Pauvre être, si faible et si doux, fallait-il que je la visse réduite en cet état, par la froide insensibilité d’un sauvage!
A la fin, Répataïvo comprenant que je ne le voyais plus et ne l’écoutais pas, prit le parti de s’en aller.
— Au revoir, dit-il en sortant, tout émerveillé de sa sottise.
— D’accord, répondis-je sur un ton que je voulus maîtriser.
Aussitôt que le roi eut franchi le seuil de la porte, la Fleur-des-Eaux cessa de trembler, son visage n’exprima plus que l’impassibilité de la brute. Son corps, blanc et soyeux, dont le sang s’était retiré vers le coeur, avait des reflets limpides et argentés qui miroitaient à la lumière.
Mon inspection ne dura pas une minute; j’ôtai immédiatement mes pieds de dessus ce corps si suave, que je sentais fléchir et bouillonner sous ce poids indigne, et je l’appelai.
Se relevant alors.
— Tu sol eres bueno, me dit-elle en espagnol, et son front vint retomber sur mon épaule, tandis que ses jolis bras m’entouraient si délicatement, que je les sentais à peine. Sa poitrine, appuyée contre la mienne, me renvoyait toutes les pulsations de son cœur, qui battait violemment. Sous ses jambes jointes et repliées, ses pieds se croisaient l’un par-dessus l’autre. Placée ainsi, et tandis que je la soutenais faiblement, elle se mit à fondre en larmes.
Puis ses larmes faisant place à de longs soupirs entrecoupés, elle s’endormit.
Pauvre enfant! Où était ta mère?... hélas 1...
Mais, dis-je en me ravisant, si elle est seule au monde, ne suis-je pas son mari?
Un mari! Pour mon compte, ce personnage m’a toujours produit l’effet d’un monsieur habillé de noir et cravaté de blanc; étriqué, racorni, bête et fade, comme tous les maris modernes du Théâtre-Français. Dîrai-je son époux?
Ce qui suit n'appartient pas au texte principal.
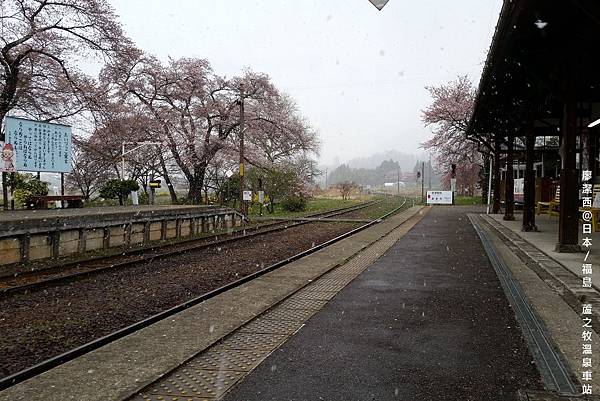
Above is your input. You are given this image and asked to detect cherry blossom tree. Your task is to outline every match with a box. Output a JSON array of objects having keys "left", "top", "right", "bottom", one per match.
[
  {"left": 422, "top": 76, "right": 483, "bottom": 195},
  {"left": 0, "top": 0, "right": 132, "bottom": 121},
  {"left": 102, "top": 53, "right": 314, "bottom": 203}
]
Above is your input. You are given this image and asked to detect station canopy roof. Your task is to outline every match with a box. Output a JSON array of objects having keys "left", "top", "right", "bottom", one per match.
[{"left": 468, "top": 0, "right": 600, "bottom": 144}]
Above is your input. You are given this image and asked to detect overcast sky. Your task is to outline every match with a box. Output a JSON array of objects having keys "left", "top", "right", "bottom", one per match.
[{"left": 110, "top": 0, "right": 502, "bottom": 164}]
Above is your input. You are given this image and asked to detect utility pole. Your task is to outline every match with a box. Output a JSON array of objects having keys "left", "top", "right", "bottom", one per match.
[
  {"left": 428, "top": 155, "right": 431, "bottom": 189},
  {"left": 240, "top": 84, "right": 248, "bottom": 217},
  {"left": 421, "top": 162, "right": 425, "bottom": 204}
]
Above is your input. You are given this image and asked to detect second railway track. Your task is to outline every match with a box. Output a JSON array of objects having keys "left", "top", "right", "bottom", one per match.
[
  {"left": 0, "top": 199, "right": 407, "bottom": 390},
  {"left": 0, "top": 200, "right": 381, "bottom": 295}
]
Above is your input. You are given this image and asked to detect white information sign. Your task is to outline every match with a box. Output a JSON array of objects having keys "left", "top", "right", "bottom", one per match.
[
  {"left": 0, "top": 142, "right": 17, "bottom": 173},
  {"left": 427, "top": 191, "right": 452, "bottom": 205},
  {"left": 513, "top": 178, "right": 525, "bottom": 202},
  {"left": 5, "top": 117, "right": 72, "bottom": 173}
]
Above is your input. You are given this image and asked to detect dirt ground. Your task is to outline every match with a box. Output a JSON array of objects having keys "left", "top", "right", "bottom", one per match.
[{"left": 0, "top": 223, "right": 357, "bottom": 377}]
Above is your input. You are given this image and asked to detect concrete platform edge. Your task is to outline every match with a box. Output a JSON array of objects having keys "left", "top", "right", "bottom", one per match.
[{"left": 0, "top": 206, "right": 423, "bottom": 401}]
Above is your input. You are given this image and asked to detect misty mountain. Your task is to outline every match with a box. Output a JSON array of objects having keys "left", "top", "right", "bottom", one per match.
[{"left": 336, "top": 150, "right": 429, "bottom": 171}]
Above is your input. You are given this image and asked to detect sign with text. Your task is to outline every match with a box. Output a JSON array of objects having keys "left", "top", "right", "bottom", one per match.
[
  {"left": 427, "top": 191, "right": 452, "bottom": 205},
  {"left": 0, "top": 142, "right": 17, "bottom": 173},
  {"left": 513, "top": 178, "right": 525, "bottom": 203},
  {"left": 5, "top": 117, "right": 72, "bottom": 173}
]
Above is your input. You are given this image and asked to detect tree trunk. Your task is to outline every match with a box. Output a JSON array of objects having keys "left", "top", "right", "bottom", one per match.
[
  {"left": 187, "top": 164, "right": 206, "bottom": 205},
  {"left": 159, "top": 154, "right": 177, "bottom": 204}
]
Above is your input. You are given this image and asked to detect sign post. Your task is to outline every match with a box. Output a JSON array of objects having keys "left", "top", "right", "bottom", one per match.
[
  {"left": 0, "top": 142, "right": 17, "bottom": 210},
  {"left": 148, "top": 180, "right": 161, "bottom": 205},
  {"left": 2, "top": 117, "right": 73, "bottom": 208}
]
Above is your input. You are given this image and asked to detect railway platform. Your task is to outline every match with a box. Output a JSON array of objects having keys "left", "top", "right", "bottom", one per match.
[
  {"left": 0, "top": 205, "right": 241, "bottom": 270},
  {"left": 0, "top": 207, "right": 600, "bottom": 401}
]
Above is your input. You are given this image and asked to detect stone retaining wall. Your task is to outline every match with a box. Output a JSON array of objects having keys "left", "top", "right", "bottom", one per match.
[{"left": 0, "top": 208, "right": 242, "bottom": 276}]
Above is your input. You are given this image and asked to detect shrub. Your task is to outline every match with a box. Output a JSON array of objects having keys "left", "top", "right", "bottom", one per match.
[
  {"left": 281, "top": 195, "right": 308, "bottom": 212},
  {"left": 12, "top": 174, "right": 48, "bottom": 209},
  {"left": 100, "top": 180, "right": 140, "bottom": 205}
]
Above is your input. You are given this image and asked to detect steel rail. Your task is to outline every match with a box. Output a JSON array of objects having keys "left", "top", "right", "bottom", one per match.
[{"left": 0, "top": 197, "right": 407, "bottom": 391}]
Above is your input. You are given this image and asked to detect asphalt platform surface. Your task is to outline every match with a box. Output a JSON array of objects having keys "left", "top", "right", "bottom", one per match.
[{"left": 225, "top": 207, "right": 541, "bottom": 401}]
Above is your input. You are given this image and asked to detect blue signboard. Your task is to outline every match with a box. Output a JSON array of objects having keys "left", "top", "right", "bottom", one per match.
[{"left": 4, "top": 117, "right": 72, "bottom": 173}]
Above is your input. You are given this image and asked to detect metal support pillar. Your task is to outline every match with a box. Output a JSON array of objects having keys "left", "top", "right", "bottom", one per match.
[
  {"left": 492, "top": 134, "right": 502, "bottom": 214},
  {"left": 556, "top": 92, "right": 580, "bottom": 252},
  {"left": 503, "top": 135, "right": 515, "bottom": 220},
  {"left": 521, "top": 126, "right": 537, "bottom": 231}
]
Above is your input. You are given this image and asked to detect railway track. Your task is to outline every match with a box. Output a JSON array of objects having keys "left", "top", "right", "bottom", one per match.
[
  {"left": 0, "top": 200, "right": 381, "bottom": 295},
  {"left": 0, "top": 198, "right": 408, "bottom": 390}
]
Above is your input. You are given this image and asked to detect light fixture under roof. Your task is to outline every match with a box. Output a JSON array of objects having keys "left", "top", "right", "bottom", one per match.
[
  {"left": 588, "top": 118, "right": 600, "bottom": 128},
  {"left": 369, "top": 0, "right": 389, "bottom": 11}
]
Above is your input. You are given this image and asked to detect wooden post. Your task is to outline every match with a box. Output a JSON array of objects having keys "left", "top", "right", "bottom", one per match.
[
  {"left": 521, "top": 124, "right": 537, "bottom": 231},
  {"left": 504, "top": 135, "right": 515, "bottom": 221},
  {"left": 555, "top": 89, "right": 580, "bottom": 252}
]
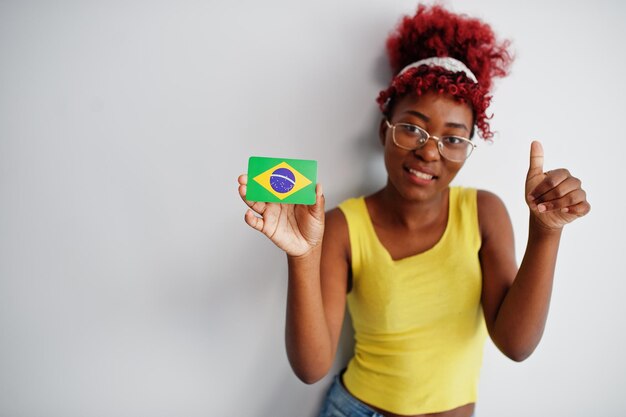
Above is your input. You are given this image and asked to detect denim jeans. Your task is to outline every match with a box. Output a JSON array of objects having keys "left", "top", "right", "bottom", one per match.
[
  {"left": 318, "top": 374, "right": 475, "bottom": 417},
  {"left": 319, "top": 375, "right": 383, "bottom": 417}
]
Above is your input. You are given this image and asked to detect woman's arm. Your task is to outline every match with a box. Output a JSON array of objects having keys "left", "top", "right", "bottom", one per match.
[
  {"left": 239, "top": 175, "right": 349, "bottom": 384},
  {"left": 285, "top": 209, "right": 349, "bottom": 384},
  {"left": 478, "top": 142, "right": 590, "bottom": 361}
]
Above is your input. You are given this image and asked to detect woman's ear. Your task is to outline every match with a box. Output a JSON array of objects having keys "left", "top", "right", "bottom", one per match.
[{"left": 378, "top": 117, "right": 389, "bottom": 146}]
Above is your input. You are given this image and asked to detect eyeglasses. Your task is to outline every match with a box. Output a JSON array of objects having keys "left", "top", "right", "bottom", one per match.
[{"left": 385, "top": 120, "right": 476, "bottom": 162}]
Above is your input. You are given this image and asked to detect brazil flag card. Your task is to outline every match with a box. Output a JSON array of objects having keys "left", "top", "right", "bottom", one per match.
[{"left": 246, "top": 156, "right": 317, "bottom": 204}]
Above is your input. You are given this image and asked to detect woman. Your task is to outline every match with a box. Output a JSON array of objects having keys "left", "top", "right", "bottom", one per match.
[{"left": 239, "top": 6, "right": 590, "bottom": 417}]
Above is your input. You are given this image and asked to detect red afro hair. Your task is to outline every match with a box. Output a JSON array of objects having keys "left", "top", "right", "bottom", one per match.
[{"left": 377, "top": 5, "right": 513, "bottom": 139}]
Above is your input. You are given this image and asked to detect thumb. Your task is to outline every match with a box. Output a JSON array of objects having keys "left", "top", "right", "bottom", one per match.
[
  {"left": 310, "top": 183, "right": 326, "bottom": 217},
  {"left": 526, "top": 140, "right": 543, "bottom": 179}
]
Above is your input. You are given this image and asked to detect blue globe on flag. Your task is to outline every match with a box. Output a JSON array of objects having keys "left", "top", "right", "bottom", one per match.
[{"left": 270, "top": 168, "right": 296, "bottom": 194}]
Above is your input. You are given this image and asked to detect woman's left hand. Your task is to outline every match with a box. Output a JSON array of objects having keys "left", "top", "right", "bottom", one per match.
[{"left": 526, "top": 141, "right": 591, "bottom": 230}]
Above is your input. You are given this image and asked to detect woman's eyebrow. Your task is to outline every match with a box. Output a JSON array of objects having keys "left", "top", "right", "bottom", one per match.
[
  {"left": 446, "top": 122, "right": 469, "bottom": 132},
  {"left": 405, "top": 110, "right": 430, "bottom": 123},
  {"left": 404, "top": 110, "right": 470, "bottom": 132}
]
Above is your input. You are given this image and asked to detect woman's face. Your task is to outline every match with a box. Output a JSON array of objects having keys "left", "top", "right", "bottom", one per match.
[{"left": 380, "top": 91, "right": 473, "bottom": 201}]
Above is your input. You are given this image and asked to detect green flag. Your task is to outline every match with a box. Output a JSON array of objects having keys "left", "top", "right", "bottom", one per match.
[{"left": 246, "top": 156, "right": 317, "bottom": 204}]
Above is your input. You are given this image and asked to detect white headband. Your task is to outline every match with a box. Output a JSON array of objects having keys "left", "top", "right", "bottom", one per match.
[{"left": 398, "top": 56, "right": 478, "bottom": 83}]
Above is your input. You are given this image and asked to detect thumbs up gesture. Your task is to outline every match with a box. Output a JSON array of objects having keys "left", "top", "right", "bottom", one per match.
[{"left": 526, "top": 141, "right": 591, "bottom": 230}]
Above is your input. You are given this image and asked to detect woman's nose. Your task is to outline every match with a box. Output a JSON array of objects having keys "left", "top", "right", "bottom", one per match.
[{"left": 415, "top": 137, "right": 441, "bottom": 161}]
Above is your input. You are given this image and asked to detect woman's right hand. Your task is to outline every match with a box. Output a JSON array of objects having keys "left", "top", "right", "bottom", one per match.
[{"left": 238, "top": 174, "right": 324, "bottom": 256}]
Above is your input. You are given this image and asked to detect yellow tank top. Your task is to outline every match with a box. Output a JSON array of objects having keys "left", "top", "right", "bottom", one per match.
[{"left": 339, "top": 187, "right": 487, "bottom": 415}]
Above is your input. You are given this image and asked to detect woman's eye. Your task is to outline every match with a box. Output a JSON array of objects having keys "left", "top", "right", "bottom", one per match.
[
  {"left": 443, "top": 136, "right": 465, "bottom": 145},
  {"left": 402, "top": 125, "right": 422, "bottom": 135}
]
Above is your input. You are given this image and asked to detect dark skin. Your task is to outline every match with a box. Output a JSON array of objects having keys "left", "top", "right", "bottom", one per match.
[{"left": 239, "top": 89, "right": 590, "bottom": 417}]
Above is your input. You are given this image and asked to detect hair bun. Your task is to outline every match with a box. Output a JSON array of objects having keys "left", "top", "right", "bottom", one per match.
[{"left": 387, "top": 5, "right": 513, "bottom": 91}]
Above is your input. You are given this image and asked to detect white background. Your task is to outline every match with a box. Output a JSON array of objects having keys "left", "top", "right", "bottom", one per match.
[{"left": 0, "top": 0, "right": 626, "bottom": 417}]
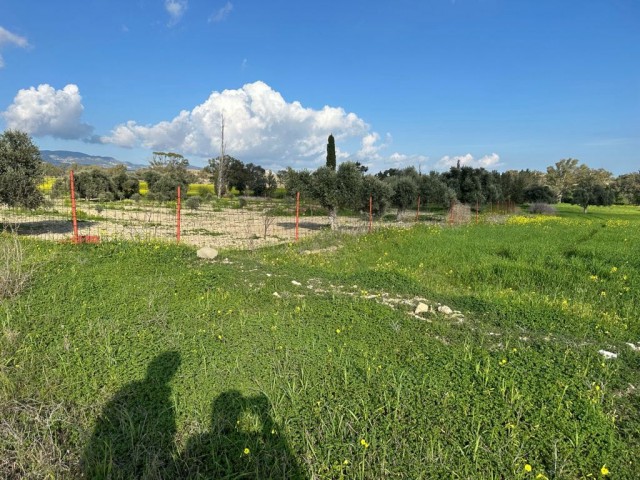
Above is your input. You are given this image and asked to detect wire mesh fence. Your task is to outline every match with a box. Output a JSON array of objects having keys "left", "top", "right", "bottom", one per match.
[{"left": 0, "top": 176, "right": 502, "bottom": 249}]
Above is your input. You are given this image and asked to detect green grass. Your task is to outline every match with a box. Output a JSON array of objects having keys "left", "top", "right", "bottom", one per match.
[{"left": 0, "top": 206, "right": 640, "bottom": 479}]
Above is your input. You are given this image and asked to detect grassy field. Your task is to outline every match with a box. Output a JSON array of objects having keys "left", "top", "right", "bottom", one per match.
[{"left": 0, "top": 206, "right": 640, "bottom": 479}]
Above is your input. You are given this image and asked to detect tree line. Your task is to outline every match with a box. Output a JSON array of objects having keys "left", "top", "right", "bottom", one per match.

Un époux, c’est quelque chose de rond et d’obèse, rappelant les caprices de la plus haute chinoiserie, un citoyen gaillard, coiffé d’un chapeau blanc, cravaté par sa femme, et faisant sa barbe tous les matins. Alors j’étais son amant; mais un amant suppose une maîtresse, comme une montagne suppose une vallée; or, je n’étais pas son amant. Etais-je son protecteur? Ce mot seul produit l’effet d’un personnage aussi nul qu’important, qui salit tout ce qu’il touche; une sorte de bourreau inconscient de sa mission. Etais-je donc son ami? Un ami n’est pas aussi tendre.
Que pouvais-je donc bien être? Elle s’était donnée à moi comme esclave; mais je l’adorais, et le prêtre n’est pas, que je sache, au-dessus de son idole; donc je n’étais pas son maître; néanmoins, je participais un peu de tout cela, et si vous connaissez une dénomination qui puisse s’adapter exactement au rôle que je remplissais alors auprès d’elle, faites-la-moi connaître.